Now, the big question that scientists have been trying to find an answer to is: where is love in the brain? In 2000, University College London’s Professor Semir Zeki and Dr. Andreas Bartels tried to find that out.
Zeki and Bartels conducted a study involving 17 healthy male and female volunteers whose ages ranged from 21 to 37 years old. These respondents said that they were deeply in love with someone at that time.
The researchers had brain scans done on the volunteers while they were looking at photos of their significant others.
In the findings that they explained in the NeuroReport journal, it was revealed that certain areas in their brains lit up during the scan. These are the anterior cingulate cortex, the medial insula, and some segments of the dorsal striatum.
On the other hand, there were also brain regions that appeared to have deactivated like the bilateral parietal cortex, the right prefrontal cortex, and the temporal cortices.
However, there’s an even more complex picture of the romantic kind of love in the brain.
Prof. Zeki noted in a 2007 commentary in FEBS Letters that the brain areas that are involved in the neurochemistry of love are located in the medial insula, the hippocampus, and the anterior cingulate in the cortex and some parts of the striatum and the nucleus accumbens in the subcortex. These altogether make up the core regions of the brain’s reward system.
Assistant professor of behavioral neuroscience Dr. Sandra Langeslag, who is an expert on the neurocognition of romantic love, believes that the complexity of love is due to the involvement of several brain regions as well as various hormones and neurotransmitters.
Because of the complexity of the mapping of love in the brain, it’s unlikely that a person will not be able to feel love if one of these brain areas involved with the emotion is injured.
How Does It Affect Our Minds?
Some hypotheses point out the correlation between activated and deactivated brain areas and attitudes and behaviors typically linked to romantic love.

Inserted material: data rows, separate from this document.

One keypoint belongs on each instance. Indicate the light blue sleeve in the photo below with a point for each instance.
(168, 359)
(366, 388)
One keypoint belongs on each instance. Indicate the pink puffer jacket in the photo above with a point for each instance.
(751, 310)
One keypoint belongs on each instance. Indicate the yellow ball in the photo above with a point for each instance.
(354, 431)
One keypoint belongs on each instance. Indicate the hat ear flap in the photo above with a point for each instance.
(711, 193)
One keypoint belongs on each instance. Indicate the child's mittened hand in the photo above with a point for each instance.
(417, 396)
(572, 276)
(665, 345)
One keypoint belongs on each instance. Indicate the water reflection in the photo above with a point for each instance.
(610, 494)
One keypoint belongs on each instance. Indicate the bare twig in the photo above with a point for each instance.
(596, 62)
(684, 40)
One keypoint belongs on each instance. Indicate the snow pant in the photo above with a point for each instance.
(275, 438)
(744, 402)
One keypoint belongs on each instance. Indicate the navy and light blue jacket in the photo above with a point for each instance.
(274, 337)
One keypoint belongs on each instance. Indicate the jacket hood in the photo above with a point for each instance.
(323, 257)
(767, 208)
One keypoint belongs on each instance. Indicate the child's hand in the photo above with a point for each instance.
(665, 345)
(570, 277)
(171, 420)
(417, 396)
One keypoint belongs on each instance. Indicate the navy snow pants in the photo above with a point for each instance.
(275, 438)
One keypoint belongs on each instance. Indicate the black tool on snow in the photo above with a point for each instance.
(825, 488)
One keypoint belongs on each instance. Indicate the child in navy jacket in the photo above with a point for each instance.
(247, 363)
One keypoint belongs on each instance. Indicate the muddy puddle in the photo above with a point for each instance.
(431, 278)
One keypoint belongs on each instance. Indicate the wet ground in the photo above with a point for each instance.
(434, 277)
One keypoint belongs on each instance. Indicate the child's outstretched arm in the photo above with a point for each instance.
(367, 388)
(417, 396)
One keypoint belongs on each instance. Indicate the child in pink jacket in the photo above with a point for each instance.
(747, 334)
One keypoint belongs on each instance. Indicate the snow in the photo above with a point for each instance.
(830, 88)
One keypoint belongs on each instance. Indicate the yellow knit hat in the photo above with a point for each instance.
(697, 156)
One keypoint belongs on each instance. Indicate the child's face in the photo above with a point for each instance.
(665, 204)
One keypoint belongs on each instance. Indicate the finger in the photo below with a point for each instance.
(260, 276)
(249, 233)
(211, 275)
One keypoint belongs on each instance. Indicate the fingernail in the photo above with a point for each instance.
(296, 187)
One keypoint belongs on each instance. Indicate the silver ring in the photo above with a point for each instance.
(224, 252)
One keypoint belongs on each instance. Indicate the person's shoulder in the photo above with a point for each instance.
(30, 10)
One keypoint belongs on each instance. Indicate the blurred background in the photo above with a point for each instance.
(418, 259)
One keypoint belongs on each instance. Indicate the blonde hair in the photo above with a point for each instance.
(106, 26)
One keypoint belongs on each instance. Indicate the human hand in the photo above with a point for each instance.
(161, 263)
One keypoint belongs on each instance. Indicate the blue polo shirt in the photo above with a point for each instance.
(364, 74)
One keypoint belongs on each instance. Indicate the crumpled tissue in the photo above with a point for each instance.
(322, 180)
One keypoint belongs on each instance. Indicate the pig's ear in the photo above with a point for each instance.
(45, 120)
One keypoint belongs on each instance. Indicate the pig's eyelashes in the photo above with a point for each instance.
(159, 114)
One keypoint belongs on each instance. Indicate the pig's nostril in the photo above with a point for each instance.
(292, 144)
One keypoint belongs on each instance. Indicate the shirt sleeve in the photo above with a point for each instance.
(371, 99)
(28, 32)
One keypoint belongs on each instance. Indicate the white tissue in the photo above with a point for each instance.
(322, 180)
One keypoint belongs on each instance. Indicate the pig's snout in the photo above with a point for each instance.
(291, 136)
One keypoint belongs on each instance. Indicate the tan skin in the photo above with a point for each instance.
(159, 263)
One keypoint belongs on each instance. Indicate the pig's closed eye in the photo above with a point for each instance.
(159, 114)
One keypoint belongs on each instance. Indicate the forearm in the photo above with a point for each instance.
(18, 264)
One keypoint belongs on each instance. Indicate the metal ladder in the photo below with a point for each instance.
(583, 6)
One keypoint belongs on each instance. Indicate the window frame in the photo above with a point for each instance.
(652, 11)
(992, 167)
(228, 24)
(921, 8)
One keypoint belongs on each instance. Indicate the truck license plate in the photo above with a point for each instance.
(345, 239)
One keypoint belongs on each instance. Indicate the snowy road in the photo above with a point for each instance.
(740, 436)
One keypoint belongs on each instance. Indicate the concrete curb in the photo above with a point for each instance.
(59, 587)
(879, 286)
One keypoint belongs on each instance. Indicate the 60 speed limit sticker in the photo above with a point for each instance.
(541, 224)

According to Prof. Zeki, the feeling of love activates brain areas that are highly concentrated with dopamine, a neurotransmitter that is associated with desire, reward, addiction, and euphoric states.
He also said that the constant “high” of people who are in love may be attributed to dopamine, which makes us want to form bonds and strengthen existing ones.
However, as dopamine levels increase, levels of another brain chemical called the serotonin consequently go down. Serotonin is associated with mood and appetite.
This may be why people who are in love tend to focus only on the object of their affection and think of little else.
Zeki states that those who are in the early stages of their romantic love can experience a drop in their serotonin at levels similar to those with obsessive-compulsive disorder.
Aside from dopamine, 2 other brain chemicals appear at higher concentrations: oxytocin and vasopressin. These neurochemicals facilitate bonding and are associated with the reward system in our brains.
On the flip side, the amygdala becomes deactivated. This small brain area coordinates our fear responses, which help us stay safe in potentially unsafe situations. A deactivated amygdala means that fear responses may not function at optimal levels for a person who is in love.
Brain activity in the frontal cortex is also decreased. This brain region is responsible for our judgment and how we assess other people. This may explain why people who are madly in love tend to be blind to red flags that their potential romantic partner may show.